Percutaneous Coronary Intervention in stable angina
PCI was no better than a sham procedure at providing relief to stable angina patients, the ORBITA trial showed.
Symptomatic relief is the primary goal of percutaneous coronary intervention (PCI) in stable angina and is commonly observed clinically. However, there is no evidence from blinded, placebo-controlled randomised trials to show its efficacy.
The ORBITA trial studied 230 patients with ischemic symptoms, randomizing 105 patients to PCI and 95 to a placebo procedure.
In patients with medically treated angina and severe coronary stenosis, PCI did not increase exercise time by more than the effect of a placebo procedure.
The Society for Cardiovascular Angiography and Interventions (SCAI) quickly signaled that it doesn’t agree.
“We applaud the investigators for their innovative use of a sham procedure, but we’re concerned about the reliability and interpretation of the findings. The number of patients studied was very small, so the study is far from conclusive. The primary endpoint used, exercise tolerance, is imprecise and very subjective: patient tolerance of exercise normally varies from week to week, so differences of a few seconds in exercise tolerance are hard to interpret,” SCAI President Kirk Garratt, MD, said in a statement.
ORBITA lead author Rasha Al-Lamee, MD, of Imperial College London, disagreed with the editorialists. “This is the first placebo-controlled trial of PCI. It may be used in guideline discussions, but guidelines should be used for whole populations.”
Importantly, the ORBITA population was relatively low-risk at baseline and presented with good exercise scores to begin with.
“To extrapolate the results to patients with high risk would be perhaps an overimplication of these results,” Al-Lamee said at a press conference. “To use this to downgrade guidelines would be an incredibly large overreach.”

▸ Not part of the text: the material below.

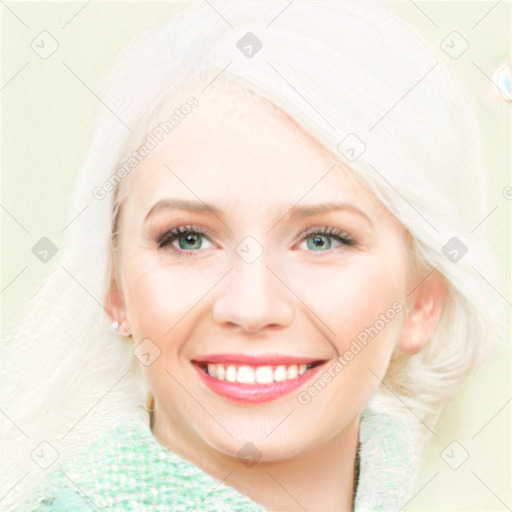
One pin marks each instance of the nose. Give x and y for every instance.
(252, 299)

(From: Source Reference: Al-Lamee R, et al “Percutaneous coronary intervention in stable angina (ORBITA): a double-blind, randomised controlled trial” The Lancet 2017; DOI: 10.1016/S0140-6736(17)32714-9)

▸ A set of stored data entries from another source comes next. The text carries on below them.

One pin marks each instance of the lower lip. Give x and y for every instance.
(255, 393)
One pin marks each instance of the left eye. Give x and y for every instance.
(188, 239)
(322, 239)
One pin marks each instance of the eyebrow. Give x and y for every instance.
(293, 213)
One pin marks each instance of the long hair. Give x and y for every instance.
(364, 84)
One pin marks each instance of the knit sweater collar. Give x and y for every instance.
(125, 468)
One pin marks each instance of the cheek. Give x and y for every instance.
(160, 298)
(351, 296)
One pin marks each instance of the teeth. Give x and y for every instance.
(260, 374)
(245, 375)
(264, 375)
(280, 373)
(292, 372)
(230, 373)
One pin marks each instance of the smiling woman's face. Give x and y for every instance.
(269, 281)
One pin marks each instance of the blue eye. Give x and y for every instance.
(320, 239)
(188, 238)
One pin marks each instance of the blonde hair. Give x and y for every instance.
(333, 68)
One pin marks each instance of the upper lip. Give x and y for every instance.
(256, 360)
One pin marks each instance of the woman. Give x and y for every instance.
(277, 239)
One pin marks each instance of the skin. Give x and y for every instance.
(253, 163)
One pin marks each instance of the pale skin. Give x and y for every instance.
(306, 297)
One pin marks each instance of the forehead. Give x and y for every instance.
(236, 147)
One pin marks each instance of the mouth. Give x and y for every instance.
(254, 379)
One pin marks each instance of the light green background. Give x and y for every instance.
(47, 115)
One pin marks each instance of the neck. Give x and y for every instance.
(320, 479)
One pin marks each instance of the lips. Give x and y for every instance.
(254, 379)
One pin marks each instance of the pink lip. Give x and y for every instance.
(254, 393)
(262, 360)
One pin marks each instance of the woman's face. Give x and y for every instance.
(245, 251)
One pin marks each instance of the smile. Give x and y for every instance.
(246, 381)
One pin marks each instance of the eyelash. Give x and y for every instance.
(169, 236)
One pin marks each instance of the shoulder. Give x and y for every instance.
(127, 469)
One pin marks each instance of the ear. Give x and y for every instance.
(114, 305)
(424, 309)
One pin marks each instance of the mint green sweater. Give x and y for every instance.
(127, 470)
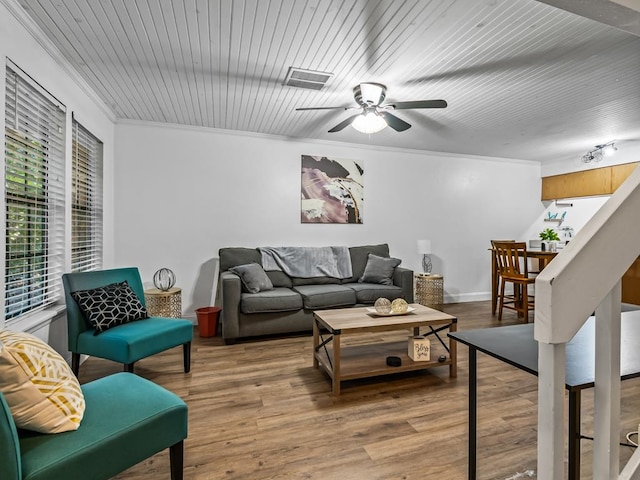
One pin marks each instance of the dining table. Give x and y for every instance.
(543, 257)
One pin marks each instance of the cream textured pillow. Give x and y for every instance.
(40, 388)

my doctor wants me to have cardiac cauterization and angiogram, (percutaneous coronary revascularization, (angioplasty and stents installed in my possible heart clogging arteries, is this a good thing or should I be on in Optimal medical therapy or (CABG) bypass operation to treat my CAD? I’ve not had a heart attack, I only have a shortness of breath when putting on my shoes or doing light house work, with very minor chest pains at times. It appears from what I’ve read that angioplasty and stents aren’t such a good long term fix, as it appears to be an edification of the Drs & hospitals pockets and is a band-aid approach to making the patient feel like this will fix My problem, and the CABG (cardio artery bypass graph) is a fix and not a patch up job as I would say in laymens terms in the building plumbing industry.

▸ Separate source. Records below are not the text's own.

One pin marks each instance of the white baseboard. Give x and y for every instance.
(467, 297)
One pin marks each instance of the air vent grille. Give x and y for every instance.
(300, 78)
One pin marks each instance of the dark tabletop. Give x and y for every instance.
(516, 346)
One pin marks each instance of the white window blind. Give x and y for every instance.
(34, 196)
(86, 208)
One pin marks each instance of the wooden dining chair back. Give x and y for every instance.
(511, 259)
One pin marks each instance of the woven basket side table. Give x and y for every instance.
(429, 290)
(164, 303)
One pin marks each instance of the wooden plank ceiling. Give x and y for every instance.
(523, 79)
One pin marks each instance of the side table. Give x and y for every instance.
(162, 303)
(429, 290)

so what do you think in my case even though you haven’t seem my case, My father died of heart disease at age 53, I’m age 79, My brother has heart disease with stents, he’s 5 years younger than I. PS I don’t have diabetes.
thank you Edward Johnson
S. San Francisco, CA 94080
SCAI President Dr. Kirk Garratt must have forgotten the results of other trials that reached similar conclusions:
As reported in the COURAGE Trial in 2007, an initial management strategy involving 2287 patients with stable coronary artery disease, PCI did not reduce the risk of death, myocardial infarction, or other major cardiovascular events when added to optimal medical therapy.
Likewise, in 2009 the BARI 2D Trial showed that 5 year survival rates of 2368 patients with both diabetes and coronary disease did not differ significantly between the revascularization (PCI or CABG) group (88.3%) and the medical-therapy group (87.8%, P=0.97).